Les nuitées passées par des enfants en colonies ont diminué de moitié entre 1995 et cette date de 2014 où, à l’Assemblée, le sénateur Fortassin se laissait saisir par la nostalgie : qu’il est loin, disait-il, le temps des jolies colonies… Le sénateur Fortassin est un laïque, radical de gauche mais un élu catholique militant aurait pu parler de la même façon. En France, protestants, catholiques, socialistes, communistes, juifs et même un moment d’avant-guerre le mouvement d’extrême droite des Croix-de-Feu ont tous attendu des colonies qu’ils fondaient à qui mieux mieux une éducation récréative et combative, une éducation de témoignage.

Dans les années 1960-1980, temps de l’apogée auquel participèrent grandement les comités d’entreprise, l’accent était déjà mis sur un autre objectif : la simple socialisation : on se félicitait que la colonie apprenne aux enfants l’autonomie, en les plaçant dans un espace collectif, loin des parents.

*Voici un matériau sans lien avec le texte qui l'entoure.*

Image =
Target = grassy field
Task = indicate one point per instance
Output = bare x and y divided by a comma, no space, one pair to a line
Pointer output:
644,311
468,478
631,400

Et maintenant les attentes ont encore changé. La simplicité voire la frugalité des colonies de naguère n’est plus de mise ; surtout le souci de la sécurité et de la protection a beaucoup grandi. Et aussi la volonté de comparer : avant de faire leur choix, les parents aiment mesurer l’offre en prestations diverses qu’offrent les colonies. D’où la multiplication des séjours courts et thématiques. Le coût des prestations en est évidemment augmenté. Et on en vient à ce paradoxe, parmi d’autres : les enfants des classes populaires qui étaient les premiers bénéficiaires des colonies s’en retrouvent aujourd’hui les premiers exclus.